Así como no hay economía que resista si todos gastan y nadie produce, no hay convivencia que sobreviva si todos tienen derechos y nadie tiene deberes. Dicho de otra forma, un balance armónico de la convivencia en las comunidades se mantiene gracias a una justo equilibrio entre los derechos a los que acceden los individuos y los deberes que cumplen. Pero hoy parece haber cada vez más derechos y siempre alguno sirve para no cumplir con algún deber, razón por la cual se impone la violencia en la convivencia.

Son muchos los individuos que viven en este mundo, compartiendo espacios, tiempos y roles, por eso, su vida ha sido ordenada, sabiamente, por cada estado (gobierno) dentro de su territorio (jurisdicción). Un ejemplo, exagerado pero válido, es el siguiente: El semáforo de una esquina, con sus luces, arbitra el derecho a seguir y el deber de frenar de quienes por ahí cruzan. Si el Estado promueve los derechos y no exijo los deberes, seguramente, en esa esquina, se le amontonarán los autos chocados. Algo así viene pasando en nuestra sociedad.

A partir de los reiterados procesos represivos sufridos por la sociedad argentina en las décadas de 1960 y 1970, la democracia, en 1983, y la restitución de las libertades vulneradas durante mucho tiempo, trajeron consigo exageradas políticas de promoción y protección de los derechos humanos. En ese contexto de revancha, las reivindicaciones se fueron sucediendo y los derechos se convirtieron en prolíficas banderas políticas con una importante retribución en votos.

De ese modo, cada gobierno, desde entonces a hoy, fue redoblando su apuesta en políticas de derechos, pero sin avanzar sobre los deberes, ya que estos no redundaban en créditos políticos por resultar antipáticos para el electorado. El resultado de todo esto es una sociedad férrea defensora de todos sus derechos, pero conveniente desconocedora de sus deberes, y, cuando algún deber se vuelve inevitable, siempre hay a mano algún derecho que puede interpretarse como excusa para eludirlo.

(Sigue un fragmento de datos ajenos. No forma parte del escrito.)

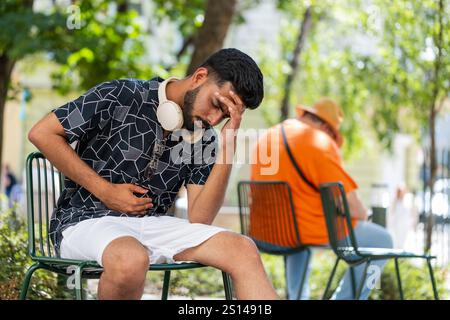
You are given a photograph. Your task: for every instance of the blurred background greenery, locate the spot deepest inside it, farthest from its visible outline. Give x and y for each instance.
(386, 62)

Así, los hijos en el hogar, los niños en la escuela, los jóvenes en la calle y los grandes en el trabajo, todos van por la vida imponiendo sus derechos indiferentes a sus deberes, en un mundo donde cada vez hay menos verdad, menos justicia, mas impunidad, y la memoria es manipulada a la medida del poder de turno.

Así, los chicos tienen derecho a pasar de grado, pero no tienen el deber a estudiar; las familias tienen derecho a una vivienda digna, pero no tienen el deber de esforzarse para construirla o comprarla; los trabajadores tienen derecho a mejores salarios, pero no tienen el deber de trabajar más para merecerlo; y, de ese modo, la injusticia quiebra la convivencia. De igual manera, al tener todos derecho a todo, y nadie tener el deber de producir para ello, el Estado sale a satisfacer esos derechos "vulnerados" con cargos, subsidios, asistencias y todo tipo de prebendas, y, de ese modo, el balance negativo quiebra la economía. 

En definitiva, hoy son cada vez más los que creen que merecen todo, pero ninguno de ellos está dispuesto a sacrificarse por nada de todo eso que creen merecer, y así se sumen en la insatisfacción, en la frustración, en el resentimiento, y, finalmente, en el rencor, mientras que, del otro lado de la grieta, la injusticia y la impunidad también alimentan la insatisfacción, la frustración, el resentimiento, y el rencor, dando a luz la violencia que hoy sufrimos.

Por último, como si todo esto fuera poco, si alguien sale a la calle a preguntar cómo se arregla todo esto, la respuesta más común encuentra el problema en la democracia y la solución en la dictadura.